HR Excellence Awards 2023 Singapore
Hybrid workers surveyed say they are eating, sleeping, and exercising better

Hybrid workers surveyed say they are eating, sleeping, and exercising better


The additional time in bed each morning equates to 71 extra hours – or three days – of sleep a year.

Hybrid working could have a better impact on the workforce than we think, as research shows.

According to a new study by IWG, involving more than 2,000 hybrid workers, this form of work arrangement is leading to a healthier workforce, with employees dedicating more time to exercising, sleeping, and eating healthily. As cited by the respondents, the time saved on commuting has resulted in both health and wellbeing benefits such as weight loss, better cooking habits, improved mental health, and a longer night’s sleep.

In particular, the study revealed:

  • Looking at exercise, the average hybrid worker is now getting 4.7 hours of exercise a week, compared to 3.4 hours before the pandemic, with the most common forms of exercise being walking, running, and strength training.
  • They are also sleeping longer, with the additional time in bed each morning equating to 71 extra hours – or three days – of sleep a year.
  • Eating habits have also dramatically improved, with 70% of hybrid workers saying the form of working gives them the time to prepare a healthy breakfast every day, while more than half (54%) have additional time to spend cooking nutritious meals during the week.
  • Employees are eating more fresh fruit and vegetables (46% and 44% respectively), and one-fifth (20%) are eating more fish. Further, one-quarter have also cut their intake of sweets since pre-2020.

As the study found, more than one in four (27%) employees have experienced weight loss since making these lifestyle changes, with the biggest drivers being increased time for exercise (65%), and more time to cook healthy meals (54%).

On the work front, productivity has also seen an improvement as a result of working hybrid – with external research cited in the study finding that overall, productivity has increased by 3-4% due to hybrid working, thus "showing tangible benefit for both businesses and staff." At the same time, close to four in five (79%) said they have been more productive over the past three years.

Why is this so? Nearly half (47%) said it was because they faced less work-related stress, while a similar number (46%) said it was a result of having more time to relax and unwind after work. 

Taking all of the above collectively, the biggest impact of hybrid working has been on the mental health of employees. Given the improved productivity and work, alongside more free time outside of work, about two-thirds (66%) of the respondents believe their mental health is good as a result of this work arrangement.

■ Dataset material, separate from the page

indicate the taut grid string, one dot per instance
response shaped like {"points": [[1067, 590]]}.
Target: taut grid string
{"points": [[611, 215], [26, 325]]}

In fact, 81% said they have had additional personal time as compared to pre-2020.

Of this 81%, the majority spend this time promoting their health and wellbeing by taking short walks during the day (67%), and spending time with family and friends (55%).


The study ran between 8-12 February 2023, and was carried out among 2,001 full-time employed respondents above the age of eighteen who are based in the UK, on whether they currently work in a hybrid setup and have only worked in a centralised office before the pandemic. The industries of the respondents are unspecified. While the survey was conducted in the UK, HRO believes the data remains relevant and will resonate with our readers in Asia.